The fourth album from Joe Mulherin digs deep into the artist's psyche, channelling his varied influences into a 15-song exploration of pain, anxiety and heartbreak that provides an examination of life in all its forms.
Massachusetts-born rapper and singer Joe Mulherin (professionally known as nothing,nowhere.) opens a new chapter with Trauma Factory, his fourth studio album and second for Fueled by Ramen. This 15-song long outpouring of emotion is his deepest emotional venture to date. Battling ideas of pain, anxiety and heartbreak, Trauma Factory digs deep into the psyche of Mulherin. Opening with its title track, 1:35 of heartbreaking spoken word, the unknown voice concludes with stating, “human life is a trauma factory“, a theme which sums up the entire output before we even begin.
The sad tone of the intro gives way to ‘lights (4444)’, which in all honesty is one of the more easily skipped tracks on the album; a surprising choice for the first taste of the project, but nevertheless a nod to nothing,nowhere.‘s origins of his Soundcloud days back in 2015. ‘buck’ has more of a pop-punk edge, similar to the likes of Machine Gun Kelly, teasing his proficiency to be backed by a full band. When the album leans this way I find myself a little more intrigued by what’s on offer. ‘upside down’ boasts twinkling guitar riffs and more rhythmic drumbeats which pick up the pace, whilst still being accompanied by a slightly downtrodden, heartbroken lyrical offering following an apparent breakup.

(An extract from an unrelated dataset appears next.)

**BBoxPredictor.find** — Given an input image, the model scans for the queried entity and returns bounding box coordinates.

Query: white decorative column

‘fake friend’ is probably the first song which really made me sit up in my seat; it is the perfect single release; It’s got more edge, and Mulherin’s song arrangement really suits this nod to a more hard-rock styling. If ‘fake friend’ caught my attention, ‘death’ absolutely continued to hold it in its grasp. The track exhibits a much heavier timbre which isn’t really present in any of the other tracks on Trauma Factory. The horror rock breakdown in the latter half of the song made me think I’d accidentally skipped to another artist, this song is a true masterclass on mixing up what your overall sound can be, and I truly want to hear much more of this facet of his identity in future releases.
The biggest collaborative track ‘blood’ features rapper KennyHoopla & producer JUDGE, and frankly, it is an absolute tune; another well-picked single release for the album. KennyHoopla‘s verse feature melds well with Mulherin’s vision for this track. ‘nightmare‘ exhibits a perfect blend of shimmering synths, before diving back into the rockier vibe I’ve found myself looking for him to return to consistently.
The ballad-like ‘crave’ sees him crawl into a sadder territory, which continues still with ‘real’, an ode to a fan interaction which clearly had an intense impact on his outlook. It’s pleasant to hear yet another side to his musical personality with these deeper, meaningful laments. Album closer ‘barely breathing’ rounds things off perfectly, as it’s a balancing act between the vibes of earlier, more raucous tracks & darker undertones of the album’s latter half. The second half of this track could again be mistaken for not even being his song – it’s that different.
Trauma Factory is like a snapshot analysis of the trials and tribulations of young life. Being a straight-edge vegan, nothing,nowhere. is already an outlier to many of his peers in the rap and rock scenes, but not only this fact makes him unique; he’s managed to channel several different musical influences into one album. Sometimes it’s seamless, sometimes slightly jarring, but on a whole, it’s an impressive feat. Whilst Trauma Factory at times feels overly metaphorical and symbolic, at the heart of it is simply an examination of life in all its forms, be it euphoric or devastating.